Although it is difficult to implement governance policies that consider the variety of data, departments, and use cases across, organizations must strike a balance between the need for control, to ensure that data remains secure, and the need for access, to generate new insights. Some companies create catalogs to curate their information, but these systems take a lot of work to maintain, demand that data producers manually add context to each dataset (such as origin and description) to make it discoverable, and don’t have built-in access controls to make governance straightforward.
As Amazon DataZone enables data consumers to find, use, and collaborate on data, it generates business insights while also making it simpler for data producers to manage and govern access to data.
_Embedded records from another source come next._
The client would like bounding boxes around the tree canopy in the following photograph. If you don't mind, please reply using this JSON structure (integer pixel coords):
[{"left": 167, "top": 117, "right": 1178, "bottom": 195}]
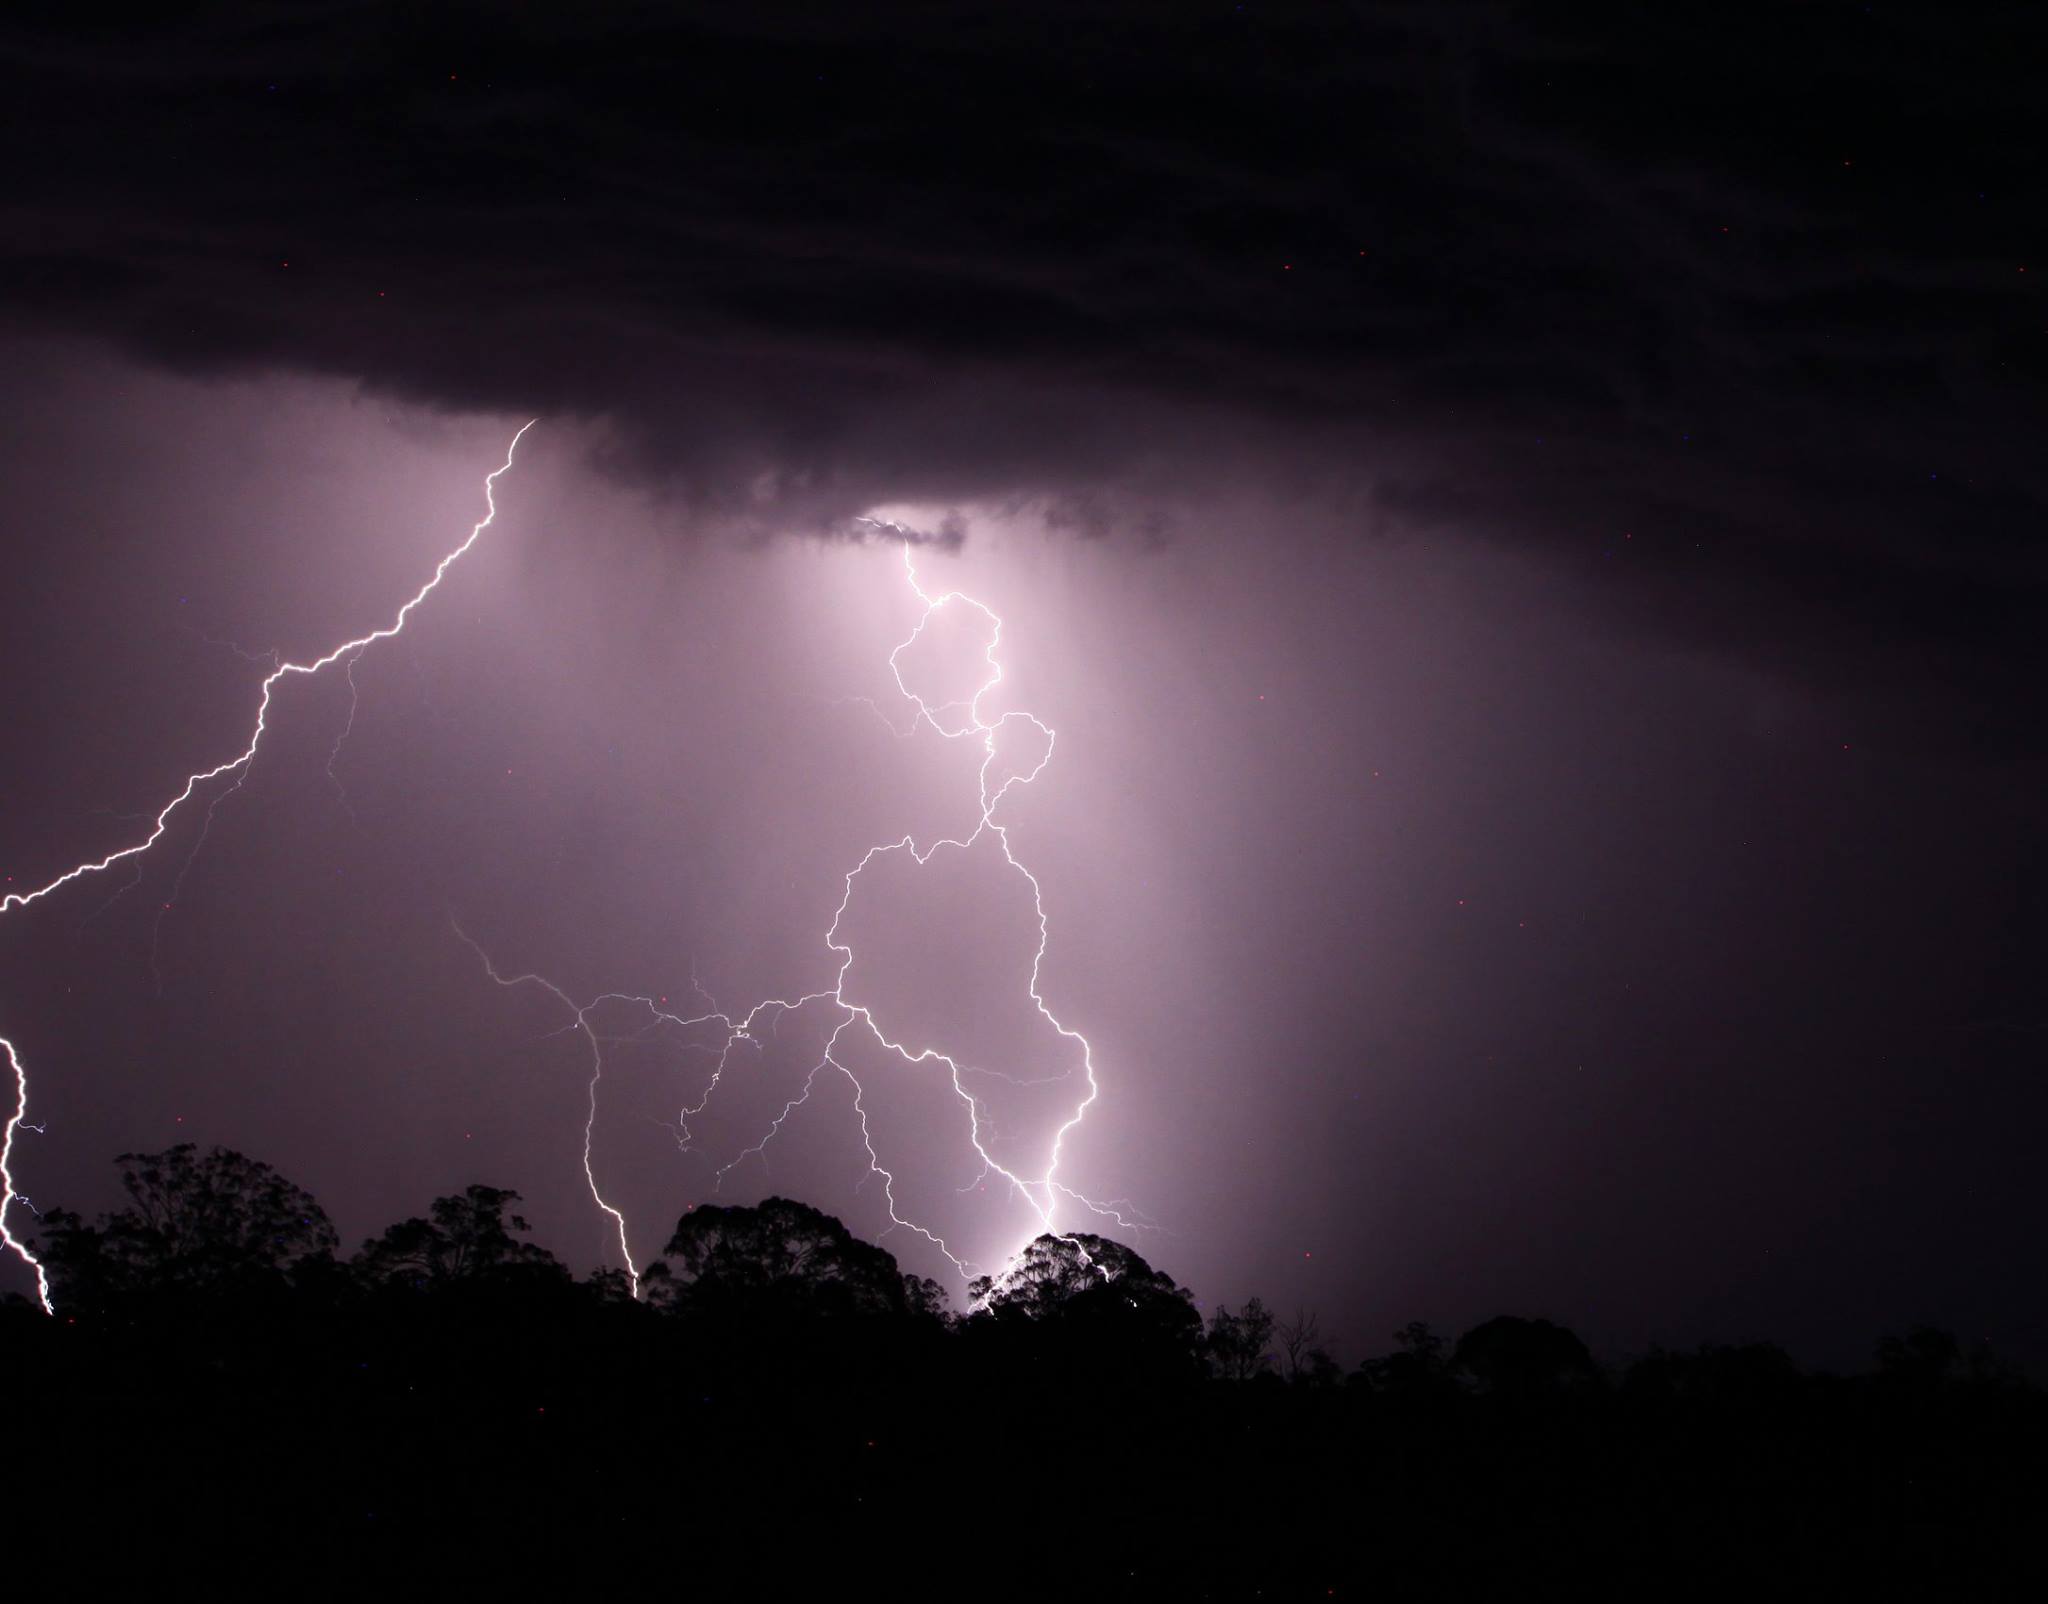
[
  {"left": 36, "top": 1142, "right": 337, "bottom": 1304},
  {"left": 967, "top": 1231, "right": 1202, "bottom": 1368},
  {"left": 9, "top": 1143, "right": 2042, "bottom": 1598},
  {"left": 353, "top": 1183, "right": 570, "bottom": 1290},
  {"left": 648, "top": 1195, "right": 938, "bottom": 1320}
]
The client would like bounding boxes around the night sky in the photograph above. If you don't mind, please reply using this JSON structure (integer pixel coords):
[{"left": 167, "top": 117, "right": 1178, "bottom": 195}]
[{"left": 3, "top": 4, "right": 2044, "bottom": 1369}]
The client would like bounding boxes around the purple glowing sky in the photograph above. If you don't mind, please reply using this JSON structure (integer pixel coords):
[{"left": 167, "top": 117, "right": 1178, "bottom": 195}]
[
  {"left": 3, "top": 6, "right": 2045, "bottom": 1368},
  {"left": 3, "top": 341, "right": 2038, "bottom": 1365}
]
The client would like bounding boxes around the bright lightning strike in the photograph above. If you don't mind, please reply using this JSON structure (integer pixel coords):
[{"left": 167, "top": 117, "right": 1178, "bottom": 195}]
[
  {"left": 452, "top": 931, "right": 650, "bottom": 1298},
  {"left": 0, "top": 421, "right": 537, "bottom": 1312},
  {"left": 462, "top": 518, "right": 1146, "bottom": 1296},
  {"left": 0, "top": 1035, "right": 52, "bottom": 1313},
  {"left": 1, "top": 429, "right": 1141, "bottom": 1313}
]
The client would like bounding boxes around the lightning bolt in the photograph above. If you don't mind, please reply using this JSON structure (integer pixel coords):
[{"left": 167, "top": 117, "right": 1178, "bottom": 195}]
[
  {"left": 451, "top": 933, "right": 650, "bottom": 1297},
  {"left": 0, "top": 421, "right": 537, "bottom": 1312},
  {"left": 2, "top": 425, "right": 1142, "bottom": 1313},
  {"left": 461, "top": 517, "right": 1146, "bottom": 1297},
  {"left": 0, "top": 1035, "right": 52, "bottom": 1313}
]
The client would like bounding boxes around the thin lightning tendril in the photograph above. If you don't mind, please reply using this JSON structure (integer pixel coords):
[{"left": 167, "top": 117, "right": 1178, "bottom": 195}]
[
  {"left": 0, "top": 421, "right": 537, "bottom": 1313},
  {"left": 324, "top": 647, "right": 368, "bottom": 827},
  {"left": 460, "top": 516, "right": 1147, "bottom": 1300},
  {"left": 0, "top": 432, "right": 1144, "bottom": 1316},
  {"left": 449, "top": 931, "right": 645, "bottom": 1297}
]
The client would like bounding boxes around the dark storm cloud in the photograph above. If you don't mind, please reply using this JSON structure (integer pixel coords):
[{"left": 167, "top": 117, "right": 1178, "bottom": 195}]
[{"left": 4, "top": 2, "right": 2044, "bottom": 730}]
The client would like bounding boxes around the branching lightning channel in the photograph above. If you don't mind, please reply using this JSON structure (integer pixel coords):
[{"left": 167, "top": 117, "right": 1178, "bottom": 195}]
[
  {"left": 0, "top": 421, "right": 537, "bottom": 1313},
  {"left": 451, "top": 930, "right": 647, "bottom": 1297},
  {"left": 461, "top": 519, "right": 1150, "bottom": 1296}
]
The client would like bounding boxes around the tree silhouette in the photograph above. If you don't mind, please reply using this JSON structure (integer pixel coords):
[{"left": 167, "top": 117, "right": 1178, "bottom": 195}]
[
  {"left": 968, "top": 1232, "right": 1201, "bottom": 1370},
  {"left": 1206, "top": 1295, "right": 1276, "bottom": 1380},
  {"left": 7, "top": 1147, "right": 2042, "bottom": 1599},
  {"left": 902, "top": 1272, "right": 951, "bottom": 1322},
  {"left": 1357, "top": 1320, "right": 1456, "bottom": 1399},
  {"left": 37, "top": 1143, "right": 337, "bottom": 1303},
  {"left": 649, "top": 1196, "right": 934, "bottom": 1319},
  {"left": 1275, "top": 1304, "right": 1322, "bottom": 1381},
  {"left": 1451, "top": 1315, "right": 1601, "bottom": 1397},
  {"left": 353, "top": 1184, "right": 568, "bottom": 1289}
]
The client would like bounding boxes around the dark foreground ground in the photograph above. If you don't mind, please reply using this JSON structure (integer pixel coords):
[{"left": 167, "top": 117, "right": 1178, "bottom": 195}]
[{"left": 6, "top": 1159, "right": 2043, "bottom": 1598}]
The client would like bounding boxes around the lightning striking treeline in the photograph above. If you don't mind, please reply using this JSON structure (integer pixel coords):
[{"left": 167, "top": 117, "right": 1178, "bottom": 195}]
[
  {"left": 460, "top": 522, "right": 1143, "bottom": 1294},
  {"left": 1, "top": 427, "right": 1137, "bottom": 1315},
  {"left": 0, "top": 422, "right": 536, "bottom": 1313}
]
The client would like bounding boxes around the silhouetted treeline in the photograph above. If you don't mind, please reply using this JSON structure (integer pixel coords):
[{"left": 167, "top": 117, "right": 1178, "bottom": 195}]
[{"left": 6, "top": 1145, "right": 2042, "bottom": 1599}]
By defining their data taxonomy, configuring governance policies, and connecting to a variety of AWS services, partner solutions, and on-premises systems, data producers can set up their own business data catalog using the Amazon DataZone web portal.
Data consumers can search for and find data assets, look up context-relevant metadata, and request access to datasets using the Amazon DataZone web interface after the catalog has been set up. When a data consumer is prepared to begin data analysis, they create an Amazon DataZone Data Project—a shared area in the web portal where users may access various datasets, collaborate on analysis, and share access with colleagues.
By utilizing machine learning to gather and recommend metadata for each dataset and by training on a customer’s taxonomy and preferences to improve over time, Amazon DataZone eliminates the labor-intensive tasks associated with maintaining a catalog.
AWS also introduced its Digital Sovereignty Pledge, pledging to provide consumers with the tools they need to manage where their data is stored and accessed. DataZone does provide some of these controls, albeit its emphasis is not on digital sovereignty.
Users of DataZone will have access to a portal where they may create their data catalog and establish the taxonomy. After connecting to a data source, DataZone will employ machine learning to create its catalog with metadata, and users can add additional labels and descriptions as needed.